Un aspetto che merita attenzione è che l’IT Wallet sarà disponibile in due versioni: una pubblica e una privata. Per quanto riguarda la versione pubblica, va chiarito come la possibilità di caricare i documenti d’identità sul wallet ne abiliterà l’utilizzo – con efficacia legale – sia offline (potendo l’utente esibire il proprio documento in versione digitale, ad esempio nell’ambito di un controllo di polizia) sia online. È quest’ultima funzione ad aprire i maggiori orizzonti applicativi, in quanto potrebbe far venir meno l’esigenza che il cittadino invii fotocopie del proprio documento al momento della sottoscrizione di nuovi contratti, consentendo invece alla controparte contrattuale di avere un immediato riscontro circa l’identità del soggetto.
Interessante sarà pure capire quale potrà essere ruolo del wallet nell’ambito dell’implementazione dello Spazio Europeo dei Dati Sanitari, che promette di rendere più efficace la circolazione dei dati sanitari. I documenti conservati nel wallet potranno rappresentare la chiave d’accesso ai propri dati sanitari, al fine di esercitare i relativi poteri di controllo ed eventuale opt out dal loro utilizzo secondario. Dunque, un meccanismo che consentirà di accedere ai dati ed esercitarne i relativi diritti, sia nel contesto nazionale sia in quello europeo.
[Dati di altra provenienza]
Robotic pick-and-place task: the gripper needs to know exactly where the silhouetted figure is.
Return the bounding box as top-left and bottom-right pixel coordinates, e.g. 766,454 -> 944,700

Il wallet, inoltre, costituirà una innovazione abilitante: consentirà, infatti, di accedere ad una serie di servizi che potranno essere offerti attraverso l’app e che impiegheranno i dati (certificati) contenuti nel “portafoglio”. Tra i più rilevanti, gli utenti potranno inserire nel wallet strumenti di pagamento, i quali potranno utilizzare i meccanismi di autenticazione ed autorizzazione previsti dall’app. Ad ogni modo, anche in questo contesto dovranno rispettarsi le regole settoriali (tra cui in particolare quelle di cui alla PSD2 relative alla trasparenza e agli standards tecnici per l’autenticazione), al fine di garantire le medesime tutele previste in generale per gli strumenti di pagamento.
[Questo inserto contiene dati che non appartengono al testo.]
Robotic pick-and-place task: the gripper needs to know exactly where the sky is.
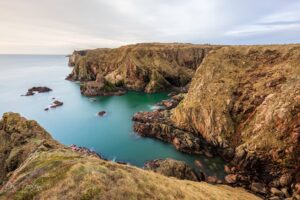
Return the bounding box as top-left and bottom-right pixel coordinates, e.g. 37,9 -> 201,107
0,0 -> 300,54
Anche a fronte delle molteplici applicazioni abilitate dal wallet, evidentemente il tema della tutela dei dati personali assume particolare rilevanza. A livello europeo, con riferimento alla proposta di European Digital Identity Wallet, sia l’EPDS sia ENISA si sono pronunciate evidenziando le preoccupazioni nell’adozione di simili soluzioni, legate in particolare all’accesso “sproporzionato” da parte dei providers ai dati dell’utente (in spregio al principio di minimizzazione). Peraltro, la concentrazione della conservazione di documenti con efficacia legale, di mezzi d’interazione con la PA e strumenti di pagamento nell’ambito di una stessa app evoca rischi di profiling e pervasiva sorveglianza, qualora i dati non siano correttamente trattati nel rispetto dei principi del GDPR.
Inoltre, sarà indispensabile garantire elevati standards di sicurezza cyber: la disciplina di dettaglio al riguardo sarà contenuta apposite in linee guida dedicate, che consentiranno di far fronte rapidamente a mutamenti tecnologici e nuove esigenze di tutela.
Occorre, infine, soffermarsi sulle modalità di accesso al wallet. Secondo la configurazione attuale, al Wallet – disponibile attraverso l’app IO – potrà accedersi sia mediante lo SPID, sia utilizzando la CIE. Dunque, nella fase iniziale vi sarà continuità rispetto agli strumenti già noti al pubblico. È possibile però che in futuro si opti per una progressiva transizione ad un meccanismo unitario di accesso. Ciò potrebbe mettere a repentaglio la sopravvivenza di sistemi ormai diffusi ed ampiamente utilizzati dai cittadini (quali, ad esempio, lo SPID), con effetti potenzialmente negativi sull’utilizzo del wallet da parte di chi non intenda dotarsi della CIE e dei relativi strumenti per la lettura.